#aws #kinesis #data_stream #firehose #sqs

Kinesis data stream for real-time streaming for ingest Kinesis firehose is for loading stream to the storage

Comparisions

| Kinesis data stream | Firehose | | —————————————————————— | ————————————————————— | | Using for streaming service for ingestion at scale | Load stream data to the storage (S3, Redshift) or even HTTP API | | Need to write custom code for processing data (producer, consumer) | Fully managed by AWS | | Real time (few miliseconds) | Near real time (60s delay) | | Manage scaling (shards), more shard, more speed | Automatically scaling | | Data storage (1-365 days) | No data storage | | Replay capacity (because it has storage) | No replay capacity |

Data stream and ordering

It uses shards for streaming service, more shards, it has more speed because it is parallellnism.

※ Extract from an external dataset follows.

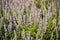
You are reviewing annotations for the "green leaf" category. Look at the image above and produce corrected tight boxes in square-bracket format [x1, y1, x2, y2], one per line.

Also, we can have multiple producer and multiple consumers and interact with multiple shards.

Data comes to the data stream has the format (partition_id and blob). All data has the same partition_id will going to the same shards, so the data will be ordered.

Kinesis ordering compares with SQS FIFO

Both Kinesis and SQS FIFO has the same purpose, and similar mechanism. If Kinesis has partition_id. SQS messages has group_id, so all messages with the same group_id will go to the one consumer.

Based on situation and speed, we can choose between Kinesis or SQS FIFO.

Features

Kinesis has advanced fan-out pattern, so it has high throughput for reading data, so it is suitable for big data, ETL, analytics.

Kinesis Data Stream with Firehose

  • When Kinesis Data Stream is configured with Firehose as a datasource, that firehore cannot be put the data by using SDK and API. PutRecord, PutRecordBatch is disabled on Firehose, data must be added to Kinesis Data Stream.